Part 3 - It Hurts So Bad

Màu nền
Font chữ
Font size
Chiều cao dòng

***

Quick notes:

Cerita ini sebenernya sudah lama nongkrong di laptop, tapi banyak revisi yang mau dilakukan sendiri. Dengan padat merayapnya kerjaan dan tumpukan rasa malas jadinya belum sempat mempercantik (padahal mah ga ada efeknya) cerita ini. 

Finally, here you go.

Hope you enjoy it.

Vomment needed.

-astrid-

***

Nayla menghempakanaskan tubuhnya ke atas tempat tidur setelah dia melempar asal tasnya ke bangku yang ada di kamarnya. Rasa kesal masih menguasai hatinya. 

Emangnya kenapa kalo gue main musik? Sebegitu pentingnyakah kenyataan itu buat kaum adam? Otak mereka pasti ga beres semua. 

Nayla geram sendiri. Dia menarik bantal dan menutup kepalanya sendiri. Frustrasi terhadap rasa yang hinggap pada dirinya sekarang. Kejadian dengan teman Felix tadi mau tidak mau membuka luka lama Nayla. Mengingatkan dia pada sosok Mika yang lebih suka dengan kaum hawa yang pintar main musik.

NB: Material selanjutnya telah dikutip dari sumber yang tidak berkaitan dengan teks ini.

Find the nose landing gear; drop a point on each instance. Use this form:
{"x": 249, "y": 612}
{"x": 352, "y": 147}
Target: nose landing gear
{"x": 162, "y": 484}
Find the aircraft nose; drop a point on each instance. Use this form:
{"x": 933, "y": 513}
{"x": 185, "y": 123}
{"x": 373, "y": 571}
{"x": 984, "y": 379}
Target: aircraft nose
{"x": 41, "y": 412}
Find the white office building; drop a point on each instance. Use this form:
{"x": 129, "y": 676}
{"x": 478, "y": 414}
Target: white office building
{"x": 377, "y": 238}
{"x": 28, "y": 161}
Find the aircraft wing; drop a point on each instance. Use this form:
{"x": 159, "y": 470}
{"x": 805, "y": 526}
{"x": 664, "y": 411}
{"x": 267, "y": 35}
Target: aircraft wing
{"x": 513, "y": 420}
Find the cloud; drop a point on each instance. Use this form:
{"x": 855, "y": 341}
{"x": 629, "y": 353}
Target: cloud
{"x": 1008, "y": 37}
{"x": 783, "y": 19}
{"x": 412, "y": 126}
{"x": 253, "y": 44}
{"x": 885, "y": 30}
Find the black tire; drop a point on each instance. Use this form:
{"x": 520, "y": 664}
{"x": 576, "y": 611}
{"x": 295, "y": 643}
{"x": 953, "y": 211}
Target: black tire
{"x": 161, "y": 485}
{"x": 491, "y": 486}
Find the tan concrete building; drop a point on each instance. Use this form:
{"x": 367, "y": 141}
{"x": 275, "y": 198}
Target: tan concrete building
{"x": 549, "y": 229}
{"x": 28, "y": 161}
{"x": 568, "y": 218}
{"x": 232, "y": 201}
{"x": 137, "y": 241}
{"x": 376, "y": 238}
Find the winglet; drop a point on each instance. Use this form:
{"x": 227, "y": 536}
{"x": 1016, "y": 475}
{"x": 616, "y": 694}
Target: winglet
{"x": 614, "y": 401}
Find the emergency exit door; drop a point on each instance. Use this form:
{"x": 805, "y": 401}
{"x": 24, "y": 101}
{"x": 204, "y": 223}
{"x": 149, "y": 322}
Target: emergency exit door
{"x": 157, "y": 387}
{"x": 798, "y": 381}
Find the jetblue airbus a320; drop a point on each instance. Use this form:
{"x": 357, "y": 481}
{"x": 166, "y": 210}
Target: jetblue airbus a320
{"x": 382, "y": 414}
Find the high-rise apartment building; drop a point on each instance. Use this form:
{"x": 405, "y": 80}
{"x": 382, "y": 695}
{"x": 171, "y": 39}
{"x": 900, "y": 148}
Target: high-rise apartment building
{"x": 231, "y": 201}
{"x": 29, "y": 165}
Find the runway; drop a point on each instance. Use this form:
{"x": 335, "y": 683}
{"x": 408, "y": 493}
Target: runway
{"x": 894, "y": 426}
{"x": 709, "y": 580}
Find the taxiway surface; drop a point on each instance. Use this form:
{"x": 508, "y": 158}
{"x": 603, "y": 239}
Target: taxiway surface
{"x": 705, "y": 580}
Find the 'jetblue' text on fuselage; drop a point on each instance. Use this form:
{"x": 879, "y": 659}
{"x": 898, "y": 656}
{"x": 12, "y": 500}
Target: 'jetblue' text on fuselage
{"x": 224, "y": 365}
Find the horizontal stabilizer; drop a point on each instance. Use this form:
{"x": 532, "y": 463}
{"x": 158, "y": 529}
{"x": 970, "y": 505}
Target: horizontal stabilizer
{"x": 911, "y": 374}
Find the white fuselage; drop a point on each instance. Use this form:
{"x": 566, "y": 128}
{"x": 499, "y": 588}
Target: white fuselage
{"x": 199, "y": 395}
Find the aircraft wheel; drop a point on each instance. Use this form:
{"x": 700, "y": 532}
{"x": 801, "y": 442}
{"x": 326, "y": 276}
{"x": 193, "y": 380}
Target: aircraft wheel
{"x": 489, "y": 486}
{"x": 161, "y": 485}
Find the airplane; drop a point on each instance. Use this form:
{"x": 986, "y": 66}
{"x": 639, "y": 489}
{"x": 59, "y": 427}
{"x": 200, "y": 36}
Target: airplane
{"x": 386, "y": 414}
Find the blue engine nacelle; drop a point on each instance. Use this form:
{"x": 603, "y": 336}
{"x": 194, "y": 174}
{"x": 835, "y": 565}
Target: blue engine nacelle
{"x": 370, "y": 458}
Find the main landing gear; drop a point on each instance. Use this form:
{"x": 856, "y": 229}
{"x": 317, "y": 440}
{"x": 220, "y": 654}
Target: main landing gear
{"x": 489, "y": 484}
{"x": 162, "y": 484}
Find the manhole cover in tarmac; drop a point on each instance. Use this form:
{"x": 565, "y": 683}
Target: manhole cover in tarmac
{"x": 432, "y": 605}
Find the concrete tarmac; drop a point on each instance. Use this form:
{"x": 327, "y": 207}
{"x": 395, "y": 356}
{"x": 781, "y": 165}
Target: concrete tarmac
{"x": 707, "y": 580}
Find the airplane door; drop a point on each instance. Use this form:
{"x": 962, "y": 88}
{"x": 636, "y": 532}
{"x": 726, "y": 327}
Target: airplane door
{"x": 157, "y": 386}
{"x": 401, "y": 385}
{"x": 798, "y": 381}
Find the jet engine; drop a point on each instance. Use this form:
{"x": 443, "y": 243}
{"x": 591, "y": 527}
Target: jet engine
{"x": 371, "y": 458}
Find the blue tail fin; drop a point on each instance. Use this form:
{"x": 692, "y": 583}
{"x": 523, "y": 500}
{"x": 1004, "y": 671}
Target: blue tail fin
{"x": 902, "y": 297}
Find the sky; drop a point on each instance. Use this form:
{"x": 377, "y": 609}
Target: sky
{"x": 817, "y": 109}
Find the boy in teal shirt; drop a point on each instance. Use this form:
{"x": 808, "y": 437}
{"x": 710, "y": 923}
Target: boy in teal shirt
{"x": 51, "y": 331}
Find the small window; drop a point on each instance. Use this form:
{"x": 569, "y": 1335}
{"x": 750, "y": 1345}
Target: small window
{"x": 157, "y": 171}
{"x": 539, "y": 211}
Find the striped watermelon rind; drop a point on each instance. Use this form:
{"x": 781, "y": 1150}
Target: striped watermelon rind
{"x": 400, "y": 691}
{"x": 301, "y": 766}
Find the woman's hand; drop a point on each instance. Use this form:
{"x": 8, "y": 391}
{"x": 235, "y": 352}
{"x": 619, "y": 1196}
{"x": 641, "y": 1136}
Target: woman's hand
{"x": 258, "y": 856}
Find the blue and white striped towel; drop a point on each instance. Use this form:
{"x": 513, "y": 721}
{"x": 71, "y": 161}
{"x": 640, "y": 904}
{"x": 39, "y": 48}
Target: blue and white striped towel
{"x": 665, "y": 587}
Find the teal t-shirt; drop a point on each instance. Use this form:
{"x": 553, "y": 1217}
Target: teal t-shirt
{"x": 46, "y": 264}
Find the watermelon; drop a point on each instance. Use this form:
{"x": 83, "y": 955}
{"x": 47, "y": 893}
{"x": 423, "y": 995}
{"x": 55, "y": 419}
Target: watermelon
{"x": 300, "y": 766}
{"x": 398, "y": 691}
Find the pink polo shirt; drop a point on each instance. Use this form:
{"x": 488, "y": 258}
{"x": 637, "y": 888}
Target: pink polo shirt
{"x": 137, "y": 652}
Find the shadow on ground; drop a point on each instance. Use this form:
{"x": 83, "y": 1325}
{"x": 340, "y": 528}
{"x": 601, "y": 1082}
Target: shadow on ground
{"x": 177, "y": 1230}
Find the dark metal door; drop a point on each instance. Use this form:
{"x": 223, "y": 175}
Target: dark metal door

Perlu digarisbawahi bahwa Mika hanya tertarik dengan yang sudah pintar main musik, bukan pemula seperti dirinya. Jadi ketika Mika waktu itu tahu bahwa Nayla mendaftar kursus biola, dia tidak bereaksi spesial.

Nayla menarik napasnya beberapa kali sampai detak jantungnya kembali normal. Akhirnya dia duduk dan memeluk bantal yang tadi menutup kepalanya. Setelah cukup tenang,  Nayla mengambil buku partitur dari tumpukan yang ada meja samping tempat tidurnya.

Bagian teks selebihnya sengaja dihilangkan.